In general, imaging apparatuses using X-rays, ultrasound waves, and magnetic resonance imaging (MRI) are widely employed in the field of medicine. On the other hand, in the field of medicine, researches have been actively carried out to develop apparatuses employing an optical imaging technology in which light from a light source such as a laser is emitted to and propagated in a test object such as a living body, so that information in the living body is acquired by detecting the propagated light.
Photoacoustic Tomography (PAT) has been proposed as one of such optical imaging technologies. In PAT, pulsed light generated by a light source is emitted to a test object, whereby acoustic waves (hereafter, also referred to as photoacoustic waves) are generated by living body tissues which have absorbed optical energy propagated and diffused inside the test object. These photoacoustic waves are detected at a plurality of positions, and photoacoustic signals thus obtained are analyzed and processed so that information relating to optical characteristic values inside the test object can be visualized. This makes it possible to obtain an optical characteristic value distribution, particularly an optical energy absorption density distribution inside the test object with a high resolution.
Transducers utilizing piezoelectricity are typically employed as detectors of acoustic waves.
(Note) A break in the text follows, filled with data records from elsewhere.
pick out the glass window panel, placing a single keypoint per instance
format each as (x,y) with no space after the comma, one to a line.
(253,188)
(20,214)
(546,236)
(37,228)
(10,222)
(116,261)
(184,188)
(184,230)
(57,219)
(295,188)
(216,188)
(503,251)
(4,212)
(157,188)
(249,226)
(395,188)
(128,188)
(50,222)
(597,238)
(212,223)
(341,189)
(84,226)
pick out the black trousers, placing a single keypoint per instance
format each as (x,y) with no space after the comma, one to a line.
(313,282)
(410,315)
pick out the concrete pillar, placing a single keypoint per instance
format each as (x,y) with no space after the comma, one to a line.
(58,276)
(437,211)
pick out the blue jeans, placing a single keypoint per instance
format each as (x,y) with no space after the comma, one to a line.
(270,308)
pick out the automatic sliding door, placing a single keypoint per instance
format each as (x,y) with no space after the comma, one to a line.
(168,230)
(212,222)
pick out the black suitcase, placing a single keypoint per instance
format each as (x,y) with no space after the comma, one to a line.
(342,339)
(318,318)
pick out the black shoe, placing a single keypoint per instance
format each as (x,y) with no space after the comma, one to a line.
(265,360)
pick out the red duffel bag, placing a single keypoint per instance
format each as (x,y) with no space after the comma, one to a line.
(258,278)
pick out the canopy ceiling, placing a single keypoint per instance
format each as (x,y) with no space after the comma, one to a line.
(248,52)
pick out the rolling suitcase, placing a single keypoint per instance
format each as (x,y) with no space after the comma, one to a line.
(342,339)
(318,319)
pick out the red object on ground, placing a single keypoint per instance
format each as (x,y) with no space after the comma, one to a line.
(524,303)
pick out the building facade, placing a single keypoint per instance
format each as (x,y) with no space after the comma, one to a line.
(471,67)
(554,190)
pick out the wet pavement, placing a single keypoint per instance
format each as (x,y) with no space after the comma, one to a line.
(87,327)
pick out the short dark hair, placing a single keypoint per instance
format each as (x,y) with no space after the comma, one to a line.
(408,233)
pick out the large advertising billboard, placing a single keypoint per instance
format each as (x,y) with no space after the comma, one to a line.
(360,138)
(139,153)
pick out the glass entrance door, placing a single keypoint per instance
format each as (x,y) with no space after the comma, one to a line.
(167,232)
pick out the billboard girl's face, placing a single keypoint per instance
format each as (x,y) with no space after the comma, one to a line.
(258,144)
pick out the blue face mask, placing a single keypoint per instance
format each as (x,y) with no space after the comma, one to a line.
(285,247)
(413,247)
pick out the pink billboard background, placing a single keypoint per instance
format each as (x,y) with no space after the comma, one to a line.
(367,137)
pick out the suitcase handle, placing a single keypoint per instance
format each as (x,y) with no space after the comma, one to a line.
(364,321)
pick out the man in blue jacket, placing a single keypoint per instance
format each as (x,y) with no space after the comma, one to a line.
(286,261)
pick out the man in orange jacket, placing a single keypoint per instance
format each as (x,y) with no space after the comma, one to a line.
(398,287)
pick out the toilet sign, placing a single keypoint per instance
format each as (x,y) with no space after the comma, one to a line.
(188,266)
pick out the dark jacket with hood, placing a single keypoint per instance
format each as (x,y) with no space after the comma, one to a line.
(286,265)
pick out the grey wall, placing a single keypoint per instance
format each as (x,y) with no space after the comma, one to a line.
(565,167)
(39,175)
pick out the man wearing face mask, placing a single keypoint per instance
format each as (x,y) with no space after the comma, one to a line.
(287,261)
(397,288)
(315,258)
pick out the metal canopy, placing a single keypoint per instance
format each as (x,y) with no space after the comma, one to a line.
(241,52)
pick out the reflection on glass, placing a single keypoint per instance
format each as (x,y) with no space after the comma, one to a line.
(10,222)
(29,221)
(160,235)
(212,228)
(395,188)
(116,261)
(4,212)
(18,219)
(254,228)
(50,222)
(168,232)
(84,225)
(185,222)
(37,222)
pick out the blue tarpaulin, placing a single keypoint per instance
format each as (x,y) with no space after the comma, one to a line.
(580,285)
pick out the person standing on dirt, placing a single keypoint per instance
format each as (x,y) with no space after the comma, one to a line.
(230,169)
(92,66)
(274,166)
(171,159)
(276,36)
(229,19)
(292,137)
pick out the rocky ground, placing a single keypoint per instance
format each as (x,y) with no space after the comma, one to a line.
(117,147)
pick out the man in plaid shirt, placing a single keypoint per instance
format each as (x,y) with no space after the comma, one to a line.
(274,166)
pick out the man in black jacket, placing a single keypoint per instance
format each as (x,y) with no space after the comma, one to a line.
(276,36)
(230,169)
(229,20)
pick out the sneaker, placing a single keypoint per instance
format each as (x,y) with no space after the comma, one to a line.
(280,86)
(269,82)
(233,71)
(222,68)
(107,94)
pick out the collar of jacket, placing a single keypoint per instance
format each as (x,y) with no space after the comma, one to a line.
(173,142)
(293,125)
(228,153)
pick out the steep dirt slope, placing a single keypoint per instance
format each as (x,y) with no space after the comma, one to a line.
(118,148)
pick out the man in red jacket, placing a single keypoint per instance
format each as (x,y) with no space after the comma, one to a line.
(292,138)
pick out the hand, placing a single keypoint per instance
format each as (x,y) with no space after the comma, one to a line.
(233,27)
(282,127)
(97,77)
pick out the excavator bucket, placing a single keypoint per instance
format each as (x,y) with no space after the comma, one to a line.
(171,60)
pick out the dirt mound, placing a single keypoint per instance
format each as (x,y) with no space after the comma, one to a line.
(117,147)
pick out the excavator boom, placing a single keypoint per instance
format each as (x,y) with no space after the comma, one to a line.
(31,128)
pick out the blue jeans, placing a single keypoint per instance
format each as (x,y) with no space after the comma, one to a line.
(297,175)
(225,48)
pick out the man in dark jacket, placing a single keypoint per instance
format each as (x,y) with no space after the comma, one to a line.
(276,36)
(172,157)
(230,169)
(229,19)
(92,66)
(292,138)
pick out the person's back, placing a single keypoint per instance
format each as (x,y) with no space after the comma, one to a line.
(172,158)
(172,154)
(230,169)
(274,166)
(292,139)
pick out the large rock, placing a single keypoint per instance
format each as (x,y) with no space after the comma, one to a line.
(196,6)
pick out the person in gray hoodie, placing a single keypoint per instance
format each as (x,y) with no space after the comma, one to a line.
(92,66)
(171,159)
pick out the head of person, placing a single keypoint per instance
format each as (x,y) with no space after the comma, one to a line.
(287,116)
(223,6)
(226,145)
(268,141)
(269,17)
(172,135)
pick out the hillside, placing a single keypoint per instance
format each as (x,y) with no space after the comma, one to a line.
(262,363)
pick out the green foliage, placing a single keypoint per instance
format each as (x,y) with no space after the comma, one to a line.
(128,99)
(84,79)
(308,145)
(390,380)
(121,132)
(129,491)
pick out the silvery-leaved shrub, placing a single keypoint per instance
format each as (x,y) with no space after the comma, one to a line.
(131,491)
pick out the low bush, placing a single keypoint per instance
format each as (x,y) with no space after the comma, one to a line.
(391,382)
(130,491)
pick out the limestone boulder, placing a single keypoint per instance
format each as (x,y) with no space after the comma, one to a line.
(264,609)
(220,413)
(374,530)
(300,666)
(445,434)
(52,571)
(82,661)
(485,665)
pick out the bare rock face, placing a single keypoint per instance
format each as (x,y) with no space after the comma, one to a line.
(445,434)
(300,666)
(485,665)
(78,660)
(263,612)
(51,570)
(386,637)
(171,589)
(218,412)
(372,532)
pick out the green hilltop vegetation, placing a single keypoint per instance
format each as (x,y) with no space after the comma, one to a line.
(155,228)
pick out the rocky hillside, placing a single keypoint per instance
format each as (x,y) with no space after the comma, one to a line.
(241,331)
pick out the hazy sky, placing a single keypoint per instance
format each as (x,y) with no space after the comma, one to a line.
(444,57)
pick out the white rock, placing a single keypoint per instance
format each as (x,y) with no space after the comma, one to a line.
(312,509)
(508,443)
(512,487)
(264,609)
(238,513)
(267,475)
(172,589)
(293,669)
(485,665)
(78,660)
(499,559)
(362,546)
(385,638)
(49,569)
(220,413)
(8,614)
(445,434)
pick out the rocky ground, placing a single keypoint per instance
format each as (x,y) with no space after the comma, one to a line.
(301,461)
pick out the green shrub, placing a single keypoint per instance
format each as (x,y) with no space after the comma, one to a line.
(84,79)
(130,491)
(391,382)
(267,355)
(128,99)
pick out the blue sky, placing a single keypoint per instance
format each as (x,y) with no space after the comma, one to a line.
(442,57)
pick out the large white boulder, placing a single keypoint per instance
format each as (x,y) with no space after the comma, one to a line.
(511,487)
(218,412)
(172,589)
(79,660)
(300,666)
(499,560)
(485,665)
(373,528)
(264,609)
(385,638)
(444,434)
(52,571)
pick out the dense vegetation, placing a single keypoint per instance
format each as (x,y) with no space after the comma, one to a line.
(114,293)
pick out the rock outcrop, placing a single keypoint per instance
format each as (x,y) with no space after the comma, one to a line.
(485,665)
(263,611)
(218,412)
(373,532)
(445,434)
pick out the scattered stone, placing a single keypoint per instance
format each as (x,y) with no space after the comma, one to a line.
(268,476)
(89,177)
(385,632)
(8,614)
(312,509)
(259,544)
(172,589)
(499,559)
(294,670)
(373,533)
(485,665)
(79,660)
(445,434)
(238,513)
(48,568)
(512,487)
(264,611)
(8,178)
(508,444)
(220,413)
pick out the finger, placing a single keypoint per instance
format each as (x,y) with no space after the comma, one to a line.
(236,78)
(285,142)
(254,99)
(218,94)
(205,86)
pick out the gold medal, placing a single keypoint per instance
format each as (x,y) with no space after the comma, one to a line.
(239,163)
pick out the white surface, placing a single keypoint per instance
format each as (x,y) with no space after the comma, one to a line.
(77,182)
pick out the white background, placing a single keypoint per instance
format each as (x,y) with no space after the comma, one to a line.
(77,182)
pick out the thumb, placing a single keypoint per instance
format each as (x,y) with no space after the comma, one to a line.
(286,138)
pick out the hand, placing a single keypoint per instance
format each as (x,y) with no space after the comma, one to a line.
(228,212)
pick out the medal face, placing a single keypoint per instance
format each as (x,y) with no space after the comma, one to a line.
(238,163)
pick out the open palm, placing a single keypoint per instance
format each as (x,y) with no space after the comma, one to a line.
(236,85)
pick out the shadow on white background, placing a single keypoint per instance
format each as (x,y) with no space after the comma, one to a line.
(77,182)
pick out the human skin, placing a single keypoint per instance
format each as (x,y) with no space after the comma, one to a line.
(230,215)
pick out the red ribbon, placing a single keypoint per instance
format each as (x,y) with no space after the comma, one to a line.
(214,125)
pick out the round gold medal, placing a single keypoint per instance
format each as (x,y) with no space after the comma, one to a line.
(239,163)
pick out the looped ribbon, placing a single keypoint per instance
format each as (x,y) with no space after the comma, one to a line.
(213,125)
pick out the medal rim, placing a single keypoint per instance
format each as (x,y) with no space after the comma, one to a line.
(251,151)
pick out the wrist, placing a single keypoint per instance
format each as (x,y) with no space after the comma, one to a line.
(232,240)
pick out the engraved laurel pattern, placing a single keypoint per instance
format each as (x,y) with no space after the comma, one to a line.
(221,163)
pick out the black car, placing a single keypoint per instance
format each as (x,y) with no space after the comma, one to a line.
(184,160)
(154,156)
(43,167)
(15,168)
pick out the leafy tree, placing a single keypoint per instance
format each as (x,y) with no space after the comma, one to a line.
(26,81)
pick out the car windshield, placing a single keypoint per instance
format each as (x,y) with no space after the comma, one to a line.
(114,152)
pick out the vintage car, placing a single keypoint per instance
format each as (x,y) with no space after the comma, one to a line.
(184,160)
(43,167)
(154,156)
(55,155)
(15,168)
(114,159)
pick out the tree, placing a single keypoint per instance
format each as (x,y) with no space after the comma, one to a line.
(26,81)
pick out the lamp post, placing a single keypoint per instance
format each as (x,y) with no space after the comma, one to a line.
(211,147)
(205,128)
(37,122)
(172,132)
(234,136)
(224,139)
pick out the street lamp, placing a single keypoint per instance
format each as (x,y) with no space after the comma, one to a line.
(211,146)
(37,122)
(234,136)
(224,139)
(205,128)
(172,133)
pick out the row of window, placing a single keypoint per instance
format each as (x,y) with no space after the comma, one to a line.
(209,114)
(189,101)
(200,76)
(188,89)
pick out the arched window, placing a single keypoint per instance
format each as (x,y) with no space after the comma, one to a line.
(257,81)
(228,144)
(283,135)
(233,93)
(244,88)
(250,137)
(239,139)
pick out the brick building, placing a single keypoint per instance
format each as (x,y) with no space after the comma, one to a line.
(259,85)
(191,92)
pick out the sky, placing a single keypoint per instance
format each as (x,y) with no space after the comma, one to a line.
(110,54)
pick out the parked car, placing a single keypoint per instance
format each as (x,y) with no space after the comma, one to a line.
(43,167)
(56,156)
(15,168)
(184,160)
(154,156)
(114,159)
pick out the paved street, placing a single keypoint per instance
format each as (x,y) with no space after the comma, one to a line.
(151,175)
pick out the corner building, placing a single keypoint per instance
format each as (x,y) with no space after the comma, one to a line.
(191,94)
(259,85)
Transducers utilizing changes in capacity are also being provided for general use.
In addition, a detector utilizing optical resonance has recently been studied and reported (see Non-Patent Literature 1). This known detector employs a technique in which acoustic waves are detected on the principle of Fabry-Perot interferometer (hereafter, also referred to as the FP method), and this detector is characterized by having broadband reception performance, providing high-definition images.
However, the FP method has a drawback of requiring long time for measurement. According to Non-Patent Literature 1, for example, in order to acquire two-dimensional distribution data of photoacoustic waves, a measurement light for evaluating optical reflectance is scanned by means of a galvanometer. This means that, in order to acquire one piece of volume data, optical resonance positions are raster scanned to acquire data at the respective positions. At the same time, in order to set an optimum wavelength at each of the measurement positions, the data are acquired while changing the measurement wavelength for each of the positions. It is reported that, according to this technique, it takes ten minutes or more to obtain a three-dimensional image of a few millimeters square.
In general, it is practically important for measurement equipment to acquire data in as short period of time as possible. In particular, when an object to be measured is a living body, the state of the test object is successively changed by effects of body motion or the like. Therefore, an adequate image cannot be obtained if it takes long time to acquire data.
An attempt has been reported in which in order to collectively acquire two-dimensional distribution of elastic waves, an acoustic pressure of ultrasound waves acquired by a FP-type reception element is detected by using a CCD camera as a two-dimensional array sensor (see Non-Patent Literature 2).